Namun, apakah hanya dengan segepok uang semata, klub-klub berlabel gudang uang itu bisa mendapatkan pemain buruannya secara utuh? Ternyata belum tentu. Sejarah mencatat, uang memang bisa mendatangkan pemain-pemain bintang. Namun, untuk membuat mereka memberikan kemampuan terbaik mereka? Nanti dulu. Ada banyak faktor yang terkait.
Tak bisa dipungkiri, meski berlabel profesional, pemain bintang juga manusia biasa. Mereka juga memiliki perasaan. Mereka manusia biasa yang juga bisa disentuh melalui hati.
Lihat saja sejarah Bryan Robson ketika akan bergabung dengan Manchester United di medio 1981. Saat itu, West Brom berusaha untuk memagari kepindahannya dari klub tersebut. Kontrak bernilai fantastis telah mereka siapkan untuk mengikat Robbo. Namun, pemain kelahiran 11 Januari 1957 ini bergeming. Dia telah bertekad untuk mengikuti sang manajer, Ron Atkinson, yang pergi ke Old Trafford.
Terlepas dari nilai transfer fantastis yang dia dapatkan saat itu, Robbo mengaku kepindahannya lebih disebabkan karena dia berutang budi pada Atkinson. Pelatih berjuluk Big Ron ini, disebut Robbo, telah memberinya kepercayaan untuk tampil di tim utama, meski dia kerap dibekap cedera. Di United, Robbo membuktikan rasa cinta dan hormatnya pada Big Ron. Dia selalu bermain total demi menjaga kepercayaan yang diberikan Atkinson.
Selain Robbo, masih banyak lagi pemain yang telah menunjukkan bahwa mereka bukan hanya sekedar mengatakan,"Wani piro?" Contoh mutakhir adalahLionel Messi. Dalam sebuah wawancara, Messi menegaskan bahwa hubungan percintaannya dengan Barcelona bukan hanya masalah uang ataupun status belaka. Pemain asal Argentina ini menyatakan bahwa dia banyak berutang budi pada Barca.
Ketika masih menjadi seorang anak kecil berusia 11 tahun di Rosario, Messi didiagnosis menderita kekurangan hormon pertumbuhan. Tertarik dengan bakat pemain kelahiran 24 Juni 1987 ini, Barcelona tidak hanya setuju untuk memboyong Messi ke Spanyol dan mengusahakan pengobatan terbaik baginya.

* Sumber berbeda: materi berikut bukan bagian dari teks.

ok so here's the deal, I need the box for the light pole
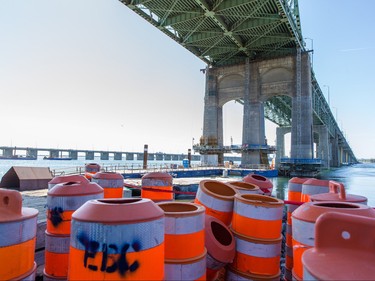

Bahkan, Direktur Olahraga Barca waktu itu, Carles Rexach, juga sepakat untuk memboyong juga Jorge Horacio Messi, ayah Lionel, untuk menemani anaknya menjalani proses pengobatan dan mengikuti pendidikan di Akademi La Masia.
Messi bukannya sosok yang tak tahu terima kasih. Dia telah membuktikannya. Tak hanya sekali dua dia menghadirkan gelar bagi Los Blaugrana. Bahkan Messi telah menjadi sosok Messiah bagi klub asal Catalan itu.
Inilah bukti bahwa seprofesional apapun para pesepakbola, mereka tetaplah manusia. Mereka bukanlah mesin-mesin mekanis yang hanya menuruti program. Mereka tetaplah sosok yang tidak hanya diprogram untuk mengatakan, "Wani piro." Mereka juga manusia yang mengerti arti utang budi.
Paling tidak, sampai kata "utang budi" dihapus dari kamus bahasa kita.